The vertex shader take the input parameters (uniforms and inputs; uniforms are constant for all vertices issued between glBegin/glEnd; inputs are characteristic of each vertex shader instance (4 vertices, 4 vertex shader instances).
A fragment shader takes as input the vertex shader outputs which has produced the fragment (due the rasterization of triangles, lines and points). In the Bahbar answer the only output is the uv variable (common to both shader sources).
In you case, the vertex shader outputs the vertex texture coordinates UV (passed "as-are"). These UV coordinates are available for each fragment, and they are computed by interpolating the values outputted by the vertex shader depending on the fragment position.

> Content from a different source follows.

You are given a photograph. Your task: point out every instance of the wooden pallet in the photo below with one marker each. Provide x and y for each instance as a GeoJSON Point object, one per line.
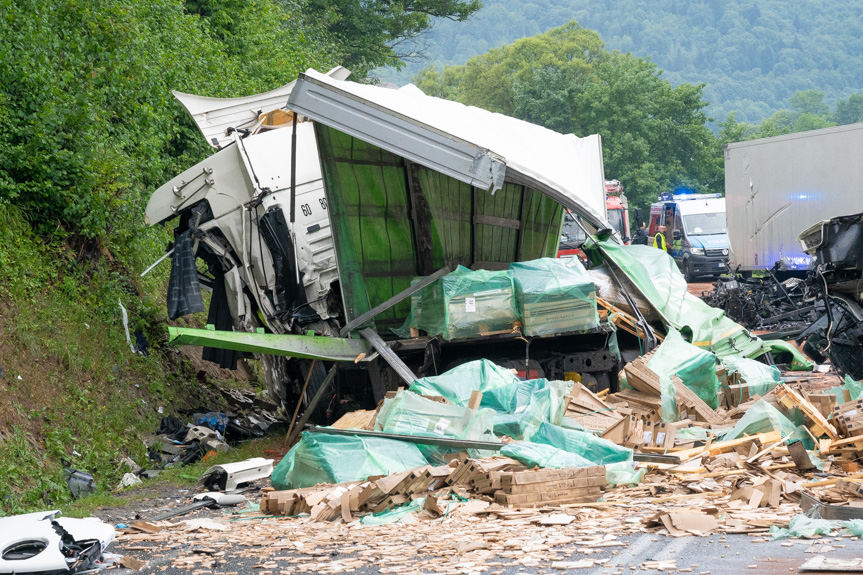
{"type": "Point", "coordinates": [789, 398]}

Once you have those coordinates, you only need two colors: the red and the yellow in your case (in Bahbar answer corresponds to color0 and color1 uniforms). Then, mix those colors depending on the UV coordinates of the specific fragment. (*)
(*) Here is the power of shaders: you can specify different interpolation methods by simply modifying the shader source. Linear, Bilinear or Spline interpolation are implemented by specifying additional uniforms to the fragment shader.
Good practice!
Do all of your vertices have the same depth (Z) value, and are all of your triangles completely on-screen? If so, then you should have no problem getting a "perfect" color gradient over a quad made from two triangles with glColor. If not, then it's possible that your OpenGL implementation treats colors poorly.
This leads me to suspect that you may have a very old or strange OpenGL implementation. I recommend that you tell us what platform you're using, and what version of OpenGL you have...?
Without any more information, I recommend you attempt writing a shader, and avoid telling OpenGL that you want a "color." If possible, tell it that you want a "texcoord" but treat it like a color anyway. This trick has worked in some cases where color accuracy is too low.